New Techniques for Verifying Spatial Precipitation Forecasts

 

 

B. Casati (swr00bc@met.rdg.ac.uk) and D. B. Stephenson

Department of Meteorology, University of Reading, UK.

 

G. Ross

Met Office, UK.

 

 

 

Some new verification techniques for evaluating spatial precipitation forecasts have been developed and tested on eight selected case studies produced by the Met Office now-casting system NIMROD. Hourly rainfall rate forecasts at 3-hour lead times are verified against NIMROD analyses, both on a spatial grid with 5km resolution.

 

The forecast-analysis disagreement is decomposed into amount disagreement and pattern-position disagreement. The amount disagreement is quantified using robust statistical measures that compare forecast and analysis empirical cumulative distributions. The amount disagreement is eliminated performing a non-linear recalibration of the forecast. The pattern-position disagreement is then evaluated comparing recalibrated forecast and analysis.
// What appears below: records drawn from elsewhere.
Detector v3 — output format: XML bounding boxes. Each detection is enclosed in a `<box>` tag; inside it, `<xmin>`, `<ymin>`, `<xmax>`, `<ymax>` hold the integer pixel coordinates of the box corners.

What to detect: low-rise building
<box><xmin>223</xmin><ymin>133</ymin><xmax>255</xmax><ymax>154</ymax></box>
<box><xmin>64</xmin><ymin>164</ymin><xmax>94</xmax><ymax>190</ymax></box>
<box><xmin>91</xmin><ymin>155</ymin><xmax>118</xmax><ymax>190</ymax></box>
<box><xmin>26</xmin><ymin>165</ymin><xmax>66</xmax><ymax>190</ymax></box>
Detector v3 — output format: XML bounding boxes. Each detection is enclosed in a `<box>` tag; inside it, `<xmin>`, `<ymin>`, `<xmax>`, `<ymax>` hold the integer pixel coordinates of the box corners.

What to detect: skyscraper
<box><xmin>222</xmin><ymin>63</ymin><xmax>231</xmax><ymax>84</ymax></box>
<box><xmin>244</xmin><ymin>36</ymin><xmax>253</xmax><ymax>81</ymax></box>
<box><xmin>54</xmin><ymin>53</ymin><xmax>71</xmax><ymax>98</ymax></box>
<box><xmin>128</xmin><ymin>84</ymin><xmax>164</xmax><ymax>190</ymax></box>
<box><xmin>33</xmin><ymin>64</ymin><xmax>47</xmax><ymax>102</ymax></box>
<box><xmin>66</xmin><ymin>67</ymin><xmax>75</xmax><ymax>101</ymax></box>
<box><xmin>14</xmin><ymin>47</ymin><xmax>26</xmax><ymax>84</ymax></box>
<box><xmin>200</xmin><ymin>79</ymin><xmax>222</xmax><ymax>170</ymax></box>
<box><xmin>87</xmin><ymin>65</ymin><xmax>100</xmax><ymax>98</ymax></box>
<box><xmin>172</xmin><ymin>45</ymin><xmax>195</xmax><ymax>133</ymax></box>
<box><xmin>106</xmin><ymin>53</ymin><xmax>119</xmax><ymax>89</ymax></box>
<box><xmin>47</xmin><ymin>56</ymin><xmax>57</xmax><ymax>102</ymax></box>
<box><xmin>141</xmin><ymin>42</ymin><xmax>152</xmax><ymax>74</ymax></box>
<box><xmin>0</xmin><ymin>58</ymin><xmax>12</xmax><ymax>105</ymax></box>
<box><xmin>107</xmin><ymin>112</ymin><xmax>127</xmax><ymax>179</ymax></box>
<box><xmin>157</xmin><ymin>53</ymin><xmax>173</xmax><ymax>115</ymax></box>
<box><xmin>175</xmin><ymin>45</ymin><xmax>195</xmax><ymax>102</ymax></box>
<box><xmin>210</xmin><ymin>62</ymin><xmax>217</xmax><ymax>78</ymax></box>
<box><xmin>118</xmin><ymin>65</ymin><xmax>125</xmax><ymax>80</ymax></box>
Use of categorical scores such as the odds ratio suggests that there is often increasing dependency between the forecasts and the analyses for increasing threshold values. The spatial scales of this extreme dependency (skill) are explored by performing a 2-D wavelet decomposition of binary threshold images.

 

 

 

 

Keywords: spatial verification, precipitation, recalibration, wavelets, extreme dependency.